Vuelve con los cafés en una bandeja, y al ponerla en la mesa descubre el pañal sucio, y lo aparta de la vista con un gesto de contrariedad y de cansancio, ahora se me ha olvidado el azúcar, no sé dónde tengo la cabeza, se lleva el pañal, el biberón y la licuadora, la oigo decirle algo al niño, que se queda callado, aparece de nuevo sonriéndome con cara de disculpa y apartándose un mechón de los ojos y entonces, como en una iluminación, la veo igual que era hace cinco años, con la precisión con que se ve un paisaje al limpiar un cristal empañado, y pienso que se parece mucho a alguien, aunque tardo en descubrirlo unos segundos: a la mujer de la agencia de viajes, la Olympia que nos gusta tanto a mi amigo Juan y a mí. El mismo escorzo cuando se aparta el pelo de la cara, el mismo color entre rubio y castaño, la boca grande, la línea de la barbilla y la mandíbula, la luz en los ojos claros.
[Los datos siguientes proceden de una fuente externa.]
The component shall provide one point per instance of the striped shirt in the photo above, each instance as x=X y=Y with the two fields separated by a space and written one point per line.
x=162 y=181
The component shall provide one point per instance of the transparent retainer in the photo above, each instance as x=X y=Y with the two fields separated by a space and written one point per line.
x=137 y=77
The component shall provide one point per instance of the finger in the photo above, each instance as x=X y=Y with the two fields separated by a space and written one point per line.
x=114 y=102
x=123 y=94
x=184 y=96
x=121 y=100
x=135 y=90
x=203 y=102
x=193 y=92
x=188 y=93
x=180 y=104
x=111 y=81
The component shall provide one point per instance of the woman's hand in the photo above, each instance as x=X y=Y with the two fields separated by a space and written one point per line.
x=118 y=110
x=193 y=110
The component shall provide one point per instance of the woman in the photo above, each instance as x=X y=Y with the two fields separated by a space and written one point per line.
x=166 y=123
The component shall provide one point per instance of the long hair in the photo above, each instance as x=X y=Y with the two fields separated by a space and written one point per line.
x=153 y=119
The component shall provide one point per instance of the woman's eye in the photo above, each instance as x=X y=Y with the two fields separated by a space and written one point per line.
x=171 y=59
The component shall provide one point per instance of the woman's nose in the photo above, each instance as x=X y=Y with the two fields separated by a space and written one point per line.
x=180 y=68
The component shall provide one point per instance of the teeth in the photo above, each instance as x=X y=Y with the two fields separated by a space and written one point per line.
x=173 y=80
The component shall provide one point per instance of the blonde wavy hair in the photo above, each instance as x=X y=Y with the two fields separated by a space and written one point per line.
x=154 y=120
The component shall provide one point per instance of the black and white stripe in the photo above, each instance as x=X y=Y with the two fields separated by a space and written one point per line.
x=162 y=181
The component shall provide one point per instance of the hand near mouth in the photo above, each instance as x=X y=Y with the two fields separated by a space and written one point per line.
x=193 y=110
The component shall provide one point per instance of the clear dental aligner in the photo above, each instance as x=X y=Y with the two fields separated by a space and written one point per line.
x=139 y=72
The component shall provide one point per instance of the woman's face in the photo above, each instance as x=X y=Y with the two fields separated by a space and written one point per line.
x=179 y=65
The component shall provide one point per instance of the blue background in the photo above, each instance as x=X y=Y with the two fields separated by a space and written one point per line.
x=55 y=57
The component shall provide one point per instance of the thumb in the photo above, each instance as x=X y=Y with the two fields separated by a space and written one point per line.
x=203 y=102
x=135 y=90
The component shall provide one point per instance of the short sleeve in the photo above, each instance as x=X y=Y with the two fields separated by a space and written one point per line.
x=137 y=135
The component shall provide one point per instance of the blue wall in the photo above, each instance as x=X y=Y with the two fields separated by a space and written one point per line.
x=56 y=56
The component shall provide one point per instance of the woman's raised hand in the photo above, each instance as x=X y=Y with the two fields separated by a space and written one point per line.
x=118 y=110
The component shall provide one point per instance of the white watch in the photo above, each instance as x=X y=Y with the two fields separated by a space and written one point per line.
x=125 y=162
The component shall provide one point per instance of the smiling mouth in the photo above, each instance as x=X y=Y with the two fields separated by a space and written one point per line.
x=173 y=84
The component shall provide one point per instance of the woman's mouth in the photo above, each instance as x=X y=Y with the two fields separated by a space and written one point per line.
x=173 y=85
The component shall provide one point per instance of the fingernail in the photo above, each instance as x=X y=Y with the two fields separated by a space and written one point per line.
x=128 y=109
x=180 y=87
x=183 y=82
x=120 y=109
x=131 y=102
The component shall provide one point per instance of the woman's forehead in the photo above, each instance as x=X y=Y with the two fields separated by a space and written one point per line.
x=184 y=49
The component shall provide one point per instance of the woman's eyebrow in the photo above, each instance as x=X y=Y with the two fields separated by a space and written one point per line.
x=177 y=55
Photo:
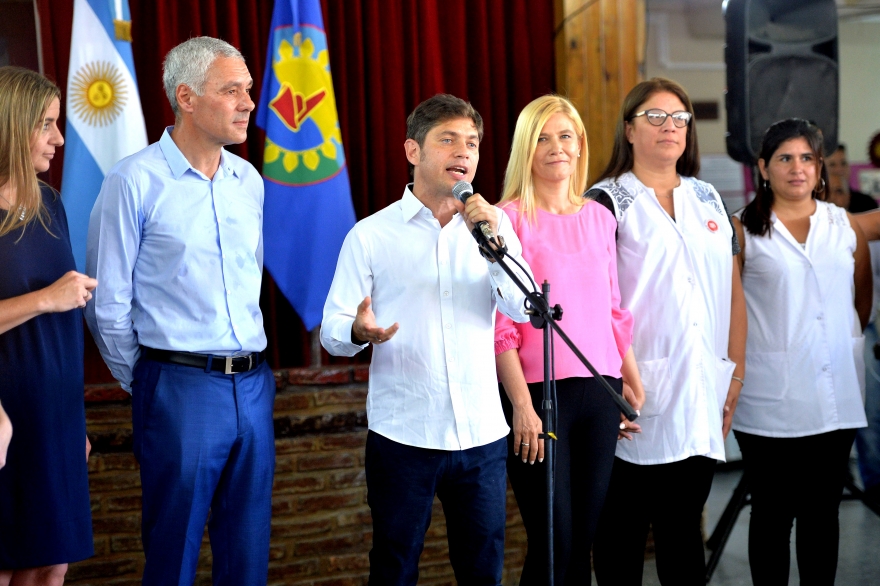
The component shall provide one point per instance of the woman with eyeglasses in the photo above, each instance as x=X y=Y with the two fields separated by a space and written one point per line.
x=675 y=253
x=807 y=277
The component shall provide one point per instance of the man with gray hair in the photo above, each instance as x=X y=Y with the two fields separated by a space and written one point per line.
x=175 y=238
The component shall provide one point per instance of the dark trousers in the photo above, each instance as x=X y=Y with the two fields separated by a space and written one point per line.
x=472 y=486
x=795 y=478
x=206 y=446
x=587 y=425
x=670 y=499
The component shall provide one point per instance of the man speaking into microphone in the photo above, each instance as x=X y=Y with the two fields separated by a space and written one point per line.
x=411 y=281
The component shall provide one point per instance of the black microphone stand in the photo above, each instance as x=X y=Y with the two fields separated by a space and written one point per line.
x=545 y=317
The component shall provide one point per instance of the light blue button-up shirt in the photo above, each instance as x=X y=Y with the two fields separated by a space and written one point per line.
x=178 y=258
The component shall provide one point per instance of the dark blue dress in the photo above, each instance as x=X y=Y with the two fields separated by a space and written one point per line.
x=45 y=516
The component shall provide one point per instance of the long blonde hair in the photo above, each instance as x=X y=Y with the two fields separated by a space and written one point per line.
x=25 y=96
x=518 y=184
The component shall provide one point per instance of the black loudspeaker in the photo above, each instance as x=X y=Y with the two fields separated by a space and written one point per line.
x=781 y=58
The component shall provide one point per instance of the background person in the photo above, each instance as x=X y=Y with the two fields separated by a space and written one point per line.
x=677 y=277
x=176 y=239
x=436 y=424
x=45 y=514
x=867 y=438
x=839 y=170
x=807 y=280
x=569 y=241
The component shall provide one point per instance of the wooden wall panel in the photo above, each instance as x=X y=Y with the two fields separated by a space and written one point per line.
x=599 y=58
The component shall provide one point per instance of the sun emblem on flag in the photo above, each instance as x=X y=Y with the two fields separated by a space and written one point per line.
x=304 y=145
x=98 y=93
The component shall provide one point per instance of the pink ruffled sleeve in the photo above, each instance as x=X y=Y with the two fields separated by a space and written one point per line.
x=506 y=335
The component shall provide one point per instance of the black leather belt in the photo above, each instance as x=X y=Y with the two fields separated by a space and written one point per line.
x=224 y=364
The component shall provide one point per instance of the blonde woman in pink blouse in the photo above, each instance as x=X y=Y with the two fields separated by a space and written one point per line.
x=570 y=242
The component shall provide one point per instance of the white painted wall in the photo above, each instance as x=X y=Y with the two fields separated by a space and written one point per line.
x=678 y=51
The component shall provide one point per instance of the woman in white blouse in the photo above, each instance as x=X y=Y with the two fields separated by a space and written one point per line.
x=807 y=279
x=677 y=276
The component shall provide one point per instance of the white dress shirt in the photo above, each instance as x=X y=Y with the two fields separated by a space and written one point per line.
x=804 y=354
x=675 y=277
x=433 y=385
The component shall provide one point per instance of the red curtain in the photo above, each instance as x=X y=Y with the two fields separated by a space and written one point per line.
x=386 y=56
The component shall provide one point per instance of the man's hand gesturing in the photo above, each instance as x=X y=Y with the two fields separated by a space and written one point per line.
x=364 y=328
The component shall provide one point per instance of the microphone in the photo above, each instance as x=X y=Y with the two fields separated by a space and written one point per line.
x=462 y=191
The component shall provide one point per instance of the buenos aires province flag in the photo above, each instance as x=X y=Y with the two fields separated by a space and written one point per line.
x=308 y=209
x=105 y=122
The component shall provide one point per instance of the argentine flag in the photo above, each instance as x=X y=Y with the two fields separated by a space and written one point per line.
x=105 y=122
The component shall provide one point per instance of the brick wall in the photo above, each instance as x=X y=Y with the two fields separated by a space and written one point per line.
x=321 y=528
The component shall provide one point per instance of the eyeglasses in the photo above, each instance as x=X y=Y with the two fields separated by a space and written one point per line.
x=657 y=117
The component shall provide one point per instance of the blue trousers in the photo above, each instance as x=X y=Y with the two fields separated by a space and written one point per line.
x=401 y=483
x=868 y=438
x=205 y=442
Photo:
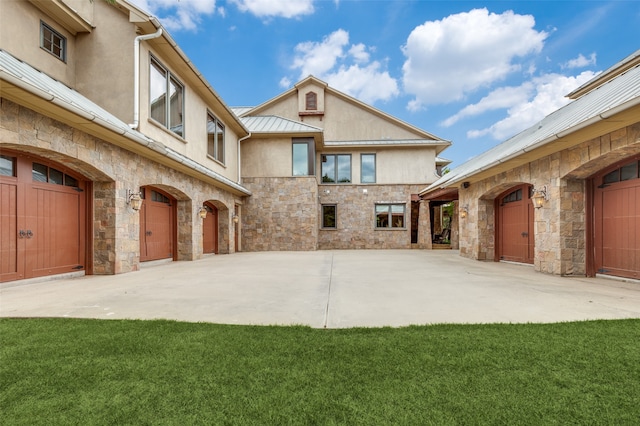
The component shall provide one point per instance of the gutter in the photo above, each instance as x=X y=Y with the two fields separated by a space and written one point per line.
x=586 y=123
x=136 y=75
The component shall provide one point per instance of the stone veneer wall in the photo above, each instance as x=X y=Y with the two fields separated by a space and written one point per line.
x=356 y=216
x=560 y=228
x=281 y=215
x=113 y=170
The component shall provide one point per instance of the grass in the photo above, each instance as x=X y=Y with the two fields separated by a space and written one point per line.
x=72 y=371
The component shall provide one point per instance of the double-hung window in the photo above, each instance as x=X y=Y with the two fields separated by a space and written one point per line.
x=215 y=138
x=166 y=98
x=367 y=168
x=336 y=168
x=53 y=42
x=390 y=215
x=304 y=155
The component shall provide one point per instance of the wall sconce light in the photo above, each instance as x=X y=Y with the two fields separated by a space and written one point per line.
x=539 y=197
x=134 y=199
x=203 y=212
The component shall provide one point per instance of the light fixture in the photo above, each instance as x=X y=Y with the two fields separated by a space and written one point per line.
x=202 y=212
x=463 y=212
x=134 y=199
x=539 y=197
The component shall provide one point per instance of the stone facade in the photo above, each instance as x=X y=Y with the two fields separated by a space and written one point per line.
x=281 y=215
x=112 y=170
x=560 y=225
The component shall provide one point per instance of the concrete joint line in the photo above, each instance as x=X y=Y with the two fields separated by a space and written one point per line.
x=326 y=311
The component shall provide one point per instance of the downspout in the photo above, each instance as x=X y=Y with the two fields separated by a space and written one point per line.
x=136 y=75
x=239 y=155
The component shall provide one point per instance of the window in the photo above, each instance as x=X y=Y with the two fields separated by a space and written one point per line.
x=166 y=96
x=336 y=168
x=44 y=173
x=215 y=138
x=368 y=168
x=311 y=101
x=303 y=157
x=390 y=215
x=53 y=42
x=329 y=216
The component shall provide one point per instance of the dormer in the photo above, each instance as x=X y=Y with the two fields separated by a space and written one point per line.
x=310 y=98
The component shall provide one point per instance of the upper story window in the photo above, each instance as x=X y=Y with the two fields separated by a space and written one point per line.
x=303 y=157
x=311 y=101
x=53 y=42
x=367 y=168
x=215 y=138
x=336 y=168
x=166 y=97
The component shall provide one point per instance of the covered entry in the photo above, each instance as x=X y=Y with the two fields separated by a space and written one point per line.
x=42 y=218
x=157 y=225
x=515 y=233
x=617 y=220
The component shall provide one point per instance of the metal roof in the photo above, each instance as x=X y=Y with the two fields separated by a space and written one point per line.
x=40 y=84
x=612 y=97
x=275 y=124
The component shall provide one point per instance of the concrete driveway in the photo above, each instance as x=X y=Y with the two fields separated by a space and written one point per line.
x=332 y=289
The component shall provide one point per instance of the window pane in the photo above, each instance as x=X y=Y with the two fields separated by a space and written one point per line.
x=158 y=93
x=39 y=172
x=382 y=216
x=344 y=168
x=7 y=166
x=220 y=143
x=300 y=159
x=328 y=168
x=328 y=216
x=368 y=168
x=175 y=107
x=397 y=214
x=56 y=176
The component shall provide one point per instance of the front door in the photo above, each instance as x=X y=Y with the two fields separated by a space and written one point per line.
x=515 y=225
x=156 y=225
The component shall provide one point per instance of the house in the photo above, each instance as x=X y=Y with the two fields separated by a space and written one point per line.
x=115 y=152
x=329 y=172
x=564 y=194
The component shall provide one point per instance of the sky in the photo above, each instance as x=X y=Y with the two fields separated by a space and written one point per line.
x=472 y=72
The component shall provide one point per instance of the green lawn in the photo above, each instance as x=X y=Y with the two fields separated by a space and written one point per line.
x=71 y=371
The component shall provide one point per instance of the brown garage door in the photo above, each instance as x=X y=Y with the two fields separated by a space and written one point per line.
x=210 y=230
x=617 y=221
x=157 y=225
x=42 y=214
x=515 y=234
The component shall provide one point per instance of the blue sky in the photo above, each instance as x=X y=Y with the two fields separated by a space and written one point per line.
x=474 y=73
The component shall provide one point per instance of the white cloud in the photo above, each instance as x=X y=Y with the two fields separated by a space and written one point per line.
x=449 y=58
x=548 y=95
x=276 y=8
x=581 y=61
x=346 y=67
x=178 y=15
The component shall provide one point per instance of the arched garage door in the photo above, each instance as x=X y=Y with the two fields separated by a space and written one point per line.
x=617 y=220
x=42 y=218
x=157 y=225
x=515 y=234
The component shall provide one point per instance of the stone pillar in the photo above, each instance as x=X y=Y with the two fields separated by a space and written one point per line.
x=424 y=226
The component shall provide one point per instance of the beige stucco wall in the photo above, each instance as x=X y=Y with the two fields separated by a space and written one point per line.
x=560 y=228
x=20 y=36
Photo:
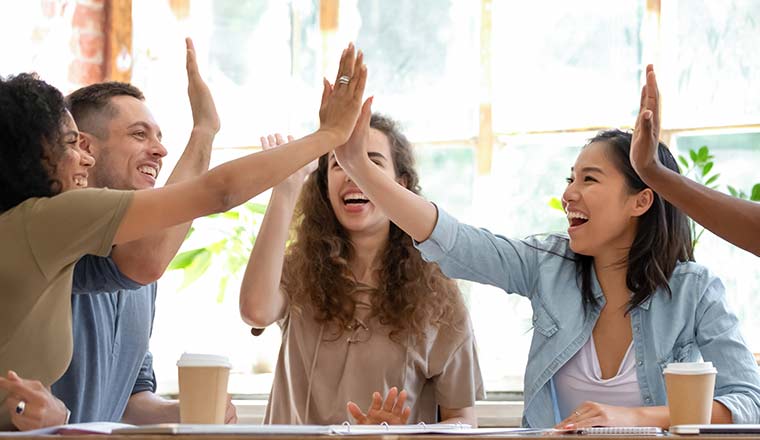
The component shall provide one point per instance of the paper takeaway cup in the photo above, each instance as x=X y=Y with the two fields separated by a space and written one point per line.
x=203 y=388
x=690 y=388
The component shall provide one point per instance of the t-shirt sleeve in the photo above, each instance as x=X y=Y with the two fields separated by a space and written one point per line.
x=63 y=228
x=146 y=378
x=460 y=383
x=94 y=274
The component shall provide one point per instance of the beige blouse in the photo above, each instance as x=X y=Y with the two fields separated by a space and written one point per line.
x=42 y=239
x=321 y=368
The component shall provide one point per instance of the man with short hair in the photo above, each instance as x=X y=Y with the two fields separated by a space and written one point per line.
x=111 y=377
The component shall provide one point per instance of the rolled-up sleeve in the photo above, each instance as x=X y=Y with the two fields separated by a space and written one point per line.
x=737 y=385
x=475 y=254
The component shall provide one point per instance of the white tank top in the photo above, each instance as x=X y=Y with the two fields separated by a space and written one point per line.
x=580 y=379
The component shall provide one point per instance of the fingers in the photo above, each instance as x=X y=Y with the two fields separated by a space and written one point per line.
x=360 y=82
x=405 y=415
x=347 y=60
x=366 y=113
x=356 y=412
x=191 y=63
x=377 y=402
x=390 y=400
x=399 y=407
x=357 y=72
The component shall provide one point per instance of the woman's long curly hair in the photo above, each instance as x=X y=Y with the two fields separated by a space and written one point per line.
x=412 y=294
x=31 y=117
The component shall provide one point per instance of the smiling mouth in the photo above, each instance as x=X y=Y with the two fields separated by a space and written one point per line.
x=148 y=171
x=355 y=199
x=576 y=219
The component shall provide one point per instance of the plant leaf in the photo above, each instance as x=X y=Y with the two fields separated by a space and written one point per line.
x=256 y=208
x=706 y=169
x=184 y=259
x=755 y=194
x=703 y=153
x=712 y=179
x=222 y=289
x=199 y=266
x=555 y=203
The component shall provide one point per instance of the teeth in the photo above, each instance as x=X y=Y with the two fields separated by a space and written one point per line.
x=574 y=214
x=355 y=196
x=145 y=169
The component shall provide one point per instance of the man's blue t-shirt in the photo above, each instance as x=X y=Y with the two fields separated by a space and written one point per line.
x=112 y=320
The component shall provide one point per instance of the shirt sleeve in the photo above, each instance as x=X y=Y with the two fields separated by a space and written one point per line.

Como me ocurría cuando estaba muy enamorado de ella, no llego a concentrarme del todo en lo que me dice, ensimismado en la atención fanática del amor, de una pasión adolescente, contemplativa, paralizadora, que alcanzaba en la imposibilidad su tortuosa culminación, que alimentaba el deseo de impotencia, y el sufrimiento y la cobardía de literatura. Dejé Medicina cuando me quedé embarazada, te acuerdas, intenté volver cuando la niña estuvo algo mayor pero entonces me quedé embarazada de nuevo, y ahora estoy pensando matricularme en Enfermería, es más corto y me convalidan asignaturas, y yo creo que es más fácil encontrar trabajo. Imagínate, con la experiencia que ya tengo pueden nombrarme jefa de planta de Maternidad.